Giudici del Tribunale di Lecce, componenti della sezione del Riesame, non meglio indicati;

Personale di Polizia Giudiziaria, non meglio indicato, chiamato a deporre in dibattimenti penali a carico di anarchici”.

A parte il chiaro intento intimidatorio e la conferma che a Lecce stanno provando a fare piazza pulita degli anarchici utilizzando qualunque mezzo ed attaccandosi a qualunque minchiata pur di creare fastidi, questo episodio è solo la conferma che la verità fa male e che, a fare pubblicamente i nomi e cognomi di certa gente, si toccano dei nervi scoperti che fanno sempre male. È quasi banale dire che domenica prossima saremo nuovamente in piazza, a diffondere lo stesso volantino; l’appuntamento è esteso a tutti i solidali.

Domenica 15 maggio, dalle ore 17.30 alle ore 21, via Libertini ang. via Palmieri (di fronte al Duomo), LECCE, presidio e volantinaggio.

Partita doppia

Da una parte, gli anarchici. Una trascurabile minoranza di persone contrarie a tutto, un sogno nel cuore ed un progetto nella testa. Sono trascorsi esattamente due anni da quando la repressione è venuta a bussare alle nostre porte, portandosi via cinque di noi tra carcere e arresti domiciliari e indagando molti altri per associazione sovversiva con finalità di eversione dell’ordine democratico. Solo dopo un anno e dieci mesi gli ultimi compagni vengono scarcerati, mentre il processo di primo grado è tutt’ora in corso. Che il vero terrorista sia lo Stato è cosa risaputa da tempo.

Dall’altra parte, don Cesare Lodeserto. Con esso anche l’arcivescovo di Lecce, Cosmo Francesco Ruppi e l’intera Fondazione “Regina Pacis”. Contro costoro da anni piovono pesanti accuse alternate a riabilitazioni mediatiche, mentre l’intera gestione di quello che era il Centro di Permanenza Temporanea è stata messa sotto accusa e tutta la “caritatevole” opera svolta dalla Fondazione ha subìto una pesante perdita di immagine.

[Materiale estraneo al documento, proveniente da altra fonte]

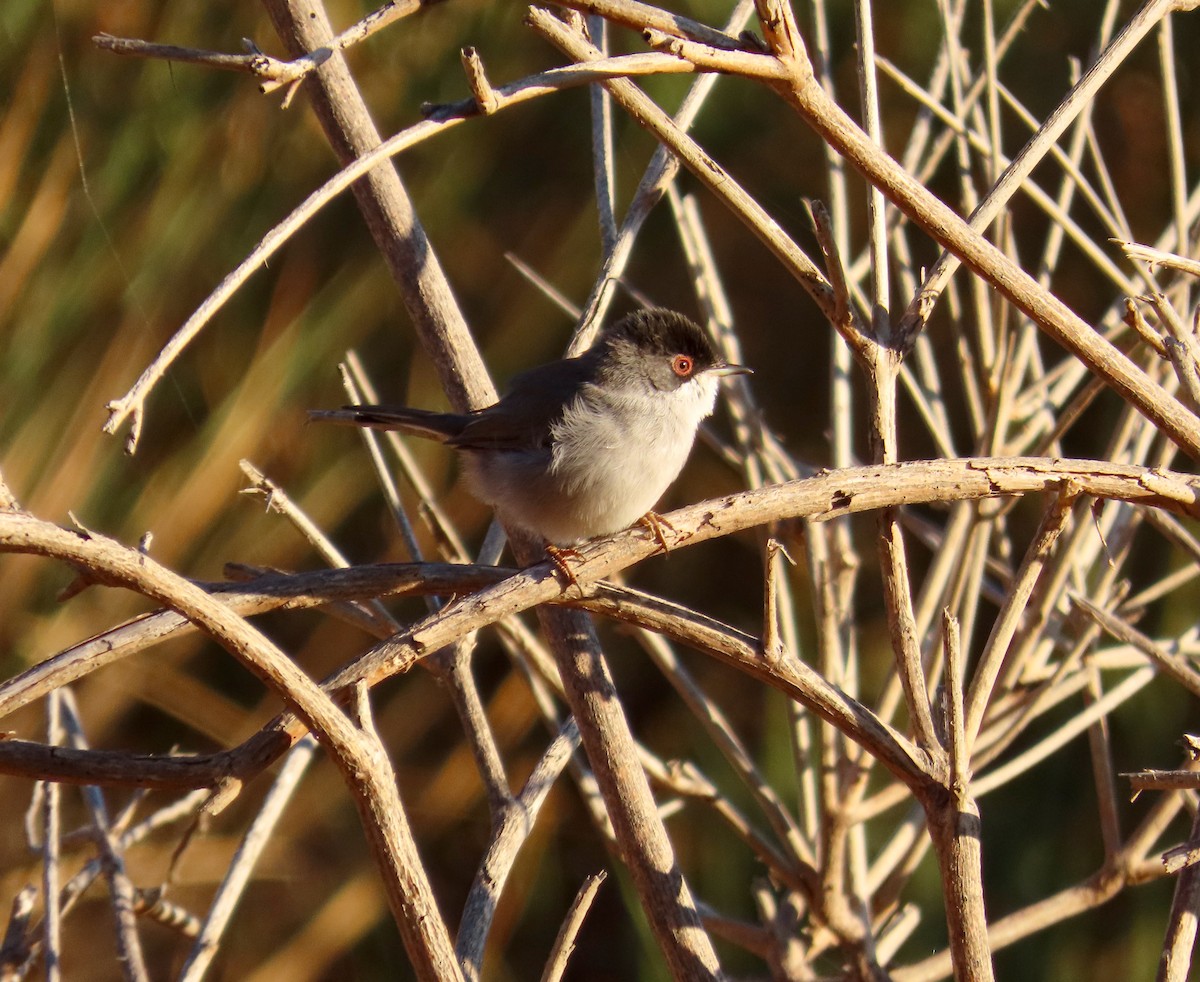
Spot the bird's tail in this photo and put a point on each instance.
(423, 423)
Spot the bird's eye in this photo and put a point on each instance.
(682, 365)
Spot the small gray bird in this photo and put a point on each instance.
(585, 445)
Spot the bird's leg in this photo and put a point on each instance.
(558, 556)
(654, 522)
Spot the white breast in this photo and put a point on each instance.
(617, 453)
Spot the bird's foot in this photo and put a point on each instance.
(558, 556)
(655, 524)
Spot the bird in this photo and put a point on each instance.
(585, 445)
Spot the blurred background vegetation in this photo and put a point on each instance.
(129, 189)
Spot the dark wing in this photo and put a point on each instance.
(534, 402)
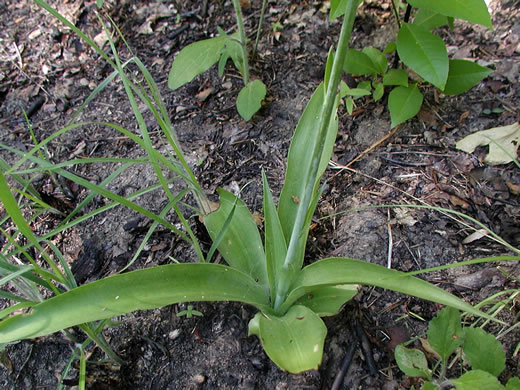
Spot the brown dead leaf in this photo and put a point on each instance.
(204, 94)
(456, 201)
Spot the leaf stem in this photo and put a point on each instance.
(243, 41)
(327, 111)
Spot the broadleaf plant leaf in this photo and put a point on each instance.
(503, 143)
(404, 103)
(250, 98)
(483, 351)
(445, 332)
(378, 59)
(137, 290)
(429, 19)
(412, 362)
(340, 270)
(474, 11)
(423, 52)
(194, 59)
(241, 245)
(294, 341)
(357, 62)
(463, 75)
(396, 77)
(477, 380)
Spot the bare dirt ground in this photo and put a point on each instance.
(41, 61)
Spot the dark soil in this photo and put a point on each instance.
(45, 66)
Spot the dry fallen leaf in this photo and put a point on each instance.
(503, 143)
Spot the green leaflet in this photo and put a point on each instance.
(463, 75)
(404, 103)
(474, 11)
(250, 98)
(240, 245)
(294, 341)
(138, 290)
(194, 59)
(424, 52)
(339, 270)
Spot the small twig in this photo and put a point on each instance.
(374, 145)
(338, 381)
(390, 243)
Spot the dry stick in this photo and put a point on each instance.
(374, 145)
(338, 381)
(365, 346)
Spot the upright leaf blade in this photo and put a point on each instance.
(424, 52)
(250, 98)
(445, 332)
(241, 245)
(194, 59)
(294, 341)
(474, 11)
(463, 75)
(275, 243)
(138, 290)
(483, 351)
(299, 161)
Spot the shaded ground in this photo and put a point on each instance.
(42, 60)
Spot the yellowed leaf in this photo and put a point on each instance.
(503, 143)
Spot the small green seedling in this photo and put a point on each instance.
(480, 356)
(189, 312)
(422, 52)
(198, 57)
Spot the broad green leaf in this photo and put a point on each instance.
(328, 67)
(295, 341)
(299, 161)
(379, 91)
(404, 103)
(424, 52)
(275, 243)
(138, 290)
(250, 98)
(429, 19)
(349, 104)
(412, 362)
(463, 75)
(378, 59)
(357, 62)
(513, 384)
(339, 270)
(477, 380)
(445, 333)
(194, 59)
(241, 245)
(390, 48)
(474, 11)
(328, 300)
(503, 143)
(396, 77)
(483, 351)
(337, 8)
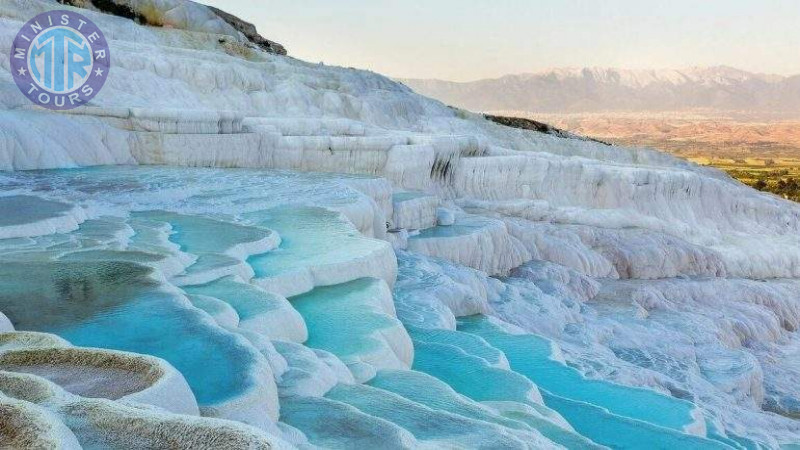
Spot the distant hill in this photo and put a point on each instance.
(607, 89)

Oggi, l’ennesimo ricorso contro le scarcerazioni degli anarchici effettuato dall’accusa è stato ancora una volta accolto da un Tribunale del Riesame asservitissimo, che ricalca pedissequamente i dettami del P. M. e contraddice le decisioni della Corte d’Assise, che segue il processo e valuta in base agli elementi processuali, contrariamente ai giudici del Riesame che decidono sulle scartoffie degli sbirri e – come appare sempre più chiaramente –, anche in base a direttive che giungono dall’alto. E rivolgono un chiaro invito a chi dovrà esprimere un giudizio sugli anarchici imputati: quello di cambiar rotta. È certamente un caso, ma questa nuova decisione arriva proprio mentre per don Cesare si chiudono le indagini che lo vedono coinvolto nell’ennesimo gioco di prestigio (avrebbe incassato illecitamente seicentomila euro) e alla vigilia di un nuovo processo che lo vede imputato. Casualmente, anche due anni fa gli arresti degli anarchici arrivarono dopo quello del “caritatevole” prelato…

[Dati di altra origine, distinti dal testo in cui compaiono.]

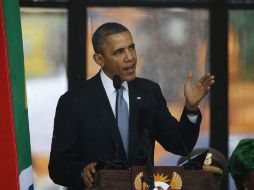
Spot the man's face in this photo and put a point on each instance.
(119, 56)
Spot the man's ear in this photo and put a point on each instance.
(98, 59)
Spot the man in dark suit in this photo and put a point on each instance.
(86, 129)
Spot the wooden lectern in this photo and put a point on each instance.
(168, 178)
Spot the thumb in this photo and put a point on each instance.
(189, 75)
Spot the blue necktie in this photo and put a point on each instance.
(123, 119)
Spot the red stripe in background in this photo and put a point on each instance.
(9, 177)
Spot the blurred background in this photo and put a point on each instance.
(170, 36)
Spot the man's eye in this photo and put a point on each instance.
(132, 47)
(119, 51)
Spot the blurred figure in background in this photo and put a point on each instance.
(214, 162)
(241, 165)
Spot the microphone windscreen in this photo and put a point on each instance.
(117, 81)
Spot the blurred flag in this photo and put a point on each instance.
(15, 153)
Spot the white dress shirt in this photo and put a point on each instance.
(111, 91)
(111, 94)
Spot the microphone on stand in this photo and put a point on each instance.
(146, 148)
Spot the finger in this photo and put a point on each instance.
(204, 78)
(208, 82)
(189, 75)
(90, 170)
(87, 183)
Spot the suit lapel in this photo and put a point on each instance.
(103, 110)
(135, 99)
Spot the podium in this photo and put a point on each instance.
(168, 178)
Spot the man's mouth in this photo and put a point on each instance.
(130, 69)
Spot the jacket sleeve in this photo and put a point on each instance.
(178, 137)
(64, 167)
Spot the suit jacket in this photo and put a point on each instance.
(85, 128)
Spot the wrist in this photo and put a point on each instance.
(191, 110)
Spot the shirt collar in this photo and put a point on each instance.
(108, 84)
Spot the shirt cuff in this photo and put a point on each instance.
(193, 118)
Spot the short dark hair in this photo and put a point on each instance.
(103, 32)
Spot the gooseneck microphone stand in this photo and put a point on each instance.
(148, 177)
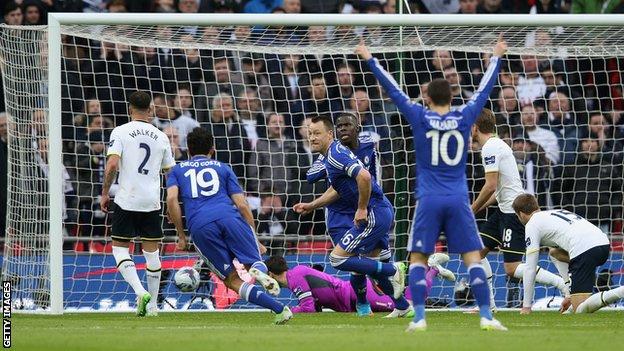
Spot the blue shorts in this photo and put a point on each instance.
(221, 241)
(338, 224)
(444, 213)
(375, 235)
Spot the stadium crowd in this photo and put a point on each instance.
(563, 117)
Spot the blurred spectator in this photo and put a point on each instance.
(251, 115)
(226, 81)
(4, 170)
(91, 161)
(594, 6)
(315, 100)
(292, 6)
(167, 116)
(491, 7)
(543, 137)
(231, 142)
(272, 168)
(468, 6)
(460, 95)
(13, 14)
(261, 6)
(372, 124)
(531, 85)
(32, 14)
(592, 187)
(610, 147)
(183, 102)
(174, 139)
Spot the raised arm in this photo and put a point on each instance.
(400, 99)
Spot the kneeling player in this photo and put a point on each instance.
(317, 290)
(210, 190)
(586, 245)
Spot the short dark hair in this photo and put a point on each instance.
(525, 203)
(199, 142)
(276, 264)
(439, 92)
(325, 119)
(486, 122)
(140, 100)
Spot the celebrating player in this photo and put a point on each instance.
(339, 215)
(441, 137)
(209, 191)
(138, 151)
(586, 248)
(502, 185)
(358, 248)
(317, 290)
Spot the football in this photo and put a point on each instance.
(186, 279)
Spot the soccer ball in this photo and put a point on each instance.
(186, 279)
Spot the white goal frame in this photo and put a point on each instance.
(55, 20)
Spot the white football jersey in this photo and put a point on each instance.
(562, 229)
(144, 151)
(498, 157)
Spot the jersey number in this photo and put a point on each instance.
(209, 187)
(566, 216)
(439, 147)
(148, 152)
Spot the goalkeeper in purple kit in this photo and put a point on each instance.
(441, 138)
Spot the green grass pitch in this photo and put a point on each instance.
(319, 332)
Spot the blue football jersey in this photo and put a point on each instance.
(205, 187)
(366, 153)
(342, 168)
(441, 141)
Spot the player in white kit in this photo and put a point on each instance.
(139, 152)
(582, 248)
(502, 230)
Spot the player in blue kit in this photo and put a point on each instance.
(357, 250)
(339, 215)
(219, 221)
(441, 138)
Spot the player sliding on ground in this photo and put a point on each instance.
(581, 247)
(358, 248)
(339, 214)
(317, 290)
(502, 230)
(441, 138)
(219, 221)
(138, 151)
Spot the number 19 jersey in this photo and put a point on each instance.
(205, 187)
(143, 150)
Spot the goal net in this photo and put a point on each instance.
(558, 103)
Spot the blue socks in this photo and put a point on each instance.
(259, 265)
(256, 296)
(363, 265)
(358, 282)
(480, 289)
(418, 289)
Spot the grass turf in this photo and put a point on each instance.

In mezzo a tutto ciò, tanto altro. Un Pubblico Mercenario, Giorgio Lino Bruno, Accusa nel processo agli anarchici, personaggio schizofrenico, misogino ed ignorante, accecato dall’odio profondo nei confronti di chi ama la libertà; forse solo uno squallido personaggio in cerca d’autore (e di un po’ di gloria) per uscire dal grigiore della sua esistenza, oppure pedina di un progetto più ampio.

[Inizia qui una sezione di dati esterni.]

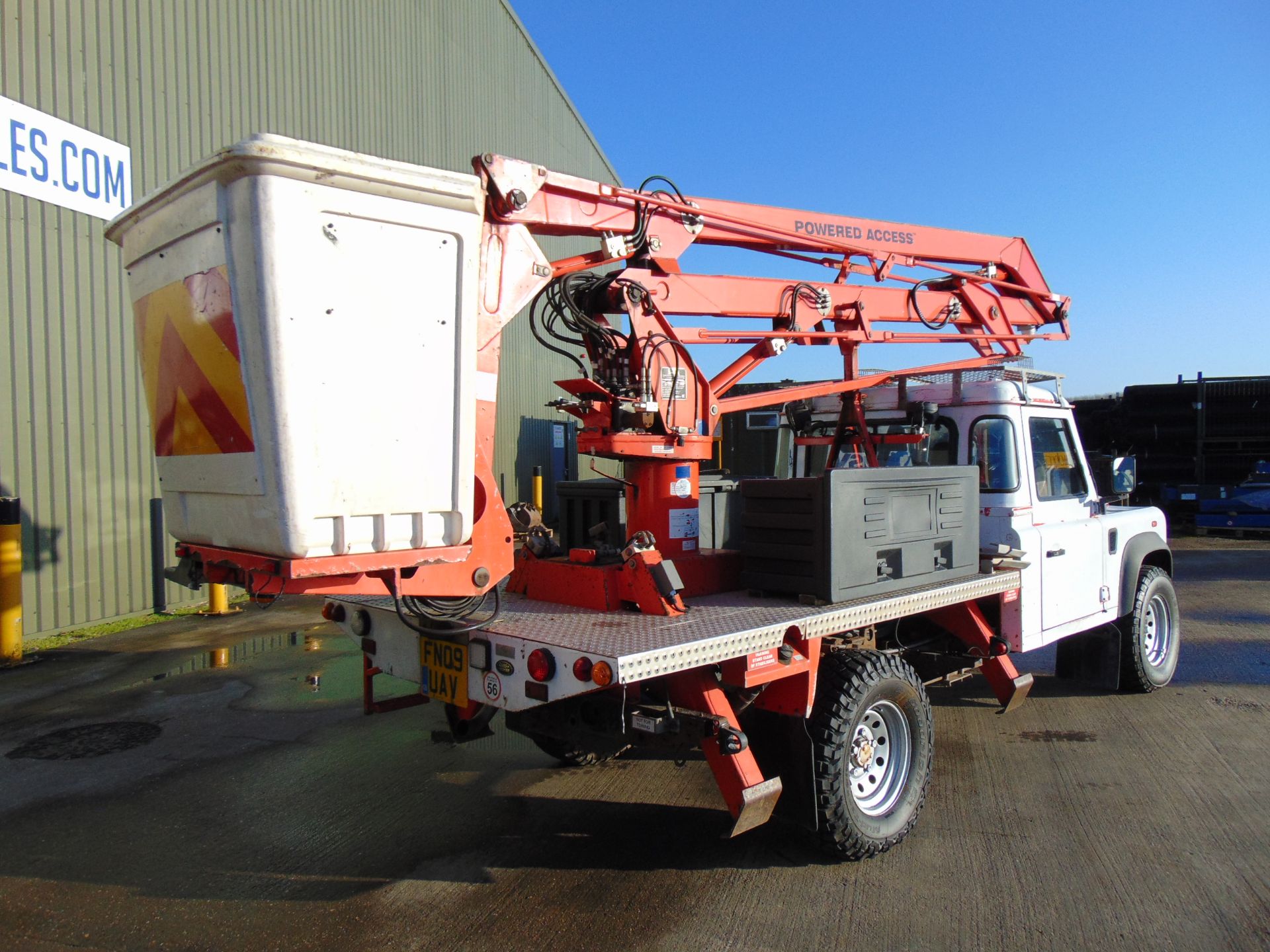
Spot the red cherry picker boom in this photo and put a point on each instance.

Poi, altri Pubblici Mercenari e altri Giudici, tutti – sia detto chiaramente – personaggi squallidi quanto Bruno, perché il loro stesso ruolo si accompagna ad un fetido puzzo di galera e a un fastidioso rumore di catene. Accusano don Cesare di aver rubato qua o malmenato là: per quanto ci riguarda non abbiamo bisogno della sentenza di un Tribunale per sapere che un carceriere è colpevole in quanto tale.

A difendere gli anarchici e solidarizzare con loro, solo i compagni, gli amici, alcuni onesti pregiudicati e altri individui non addomesticati. A schierarsi con don Cesare ed i suoi scherani, tutta la stampa leccaculo, politicanti di destra e di sinistra, senatori al flambé ed integralisti cattolici talmente reazionari da fare impallidire qualunque cosiddetto “estremista islamico”.

Eppure… La sensazione è quella che le parti in gioco non siano solo queste, e che la posta sia ben più alta che non quella di far scontare ad alcuni anarchici salentini un bel po’ di anni di carcere. Certo, già così si otterrebbe il non misero risultato di togliere di torno alcuni individui insuscettibili di ravvedimento, fare il vuoto tutto attorno e provare a chiudere definitivamente il discorso anarchici nel Salento. Ma le mire dello Stato non possono solo essere queste, così come qualche infuocato senatore, ad esempio Alfredo Mantovano quando era al Ministero della Repressione, non può avere orchestrato tutto ciò solo per compiacere se stesso e fare un favore ai suoi compagni di merende della Curia leccese, questa associazione a delinquere di stampo cattolico.

Quello che a Lecce si sta provando ad ottenere è un precedente: una condanna per associazione sovversiva che si possa estendere, come sentenza di Cassazione da citare, a qualunque altro processo venga intentato contro gli anarchici in Italia. È questa manovra che va denunciata ed è in questo contesto che va inserito l’accoglimento sistematico del Tribunale del Riesame di Lecce contro ogni scarcerazione dei compagni pronunciata dalla Corte giudicante. Gli anarchici si sono opposti ad un lager a San Foca gestito da potenti, certo, e questo sarebbe già un valido motivo per fargliela pagare; ma è su scala nazionale (e non solo) che gli anarchici danno fastidio, addirittura pensano, quindi bisogna spazzarli via. A tal proposito nel processo salentino si lavora alacremente a qualcosa che per il momento appare solo in nuce; lo scopo è quello di preparare il terreno ad ulteriori manovre repressive di più ampio raggio – probabilmente a carattere nazionale – negli anni a venire. In questo senso sono da interpretare le testimonianze rese in aula da sbirri di ogni zona d’Italia dove ci siano compagni attivi nelle lotte: testimonianze che sono andate oltre il puro e semplice vaneggiamento poliziesco. Non crediamo sia un caso che deposizioni del genere siano state rilasciate in un processo a Lecce, dove l’assenza di precedenti del genere rende più agevole costruire castelli di carta abitati da fantasmi immaginari.

Denunciare pubblicamente le sporche manovre degli apparati repressivi è il primo mezzo per provare a contrastarle. Proseguire nelle nostre lotte di sempre significa non soccombere alla logica dell’intimidazione mafiosa tipica degli organi di Stato. Essere ancora per strada alla ricerca di complici, riconoscendosi sfruttati tra gli sfruttati, è solo la naturale conseguenza.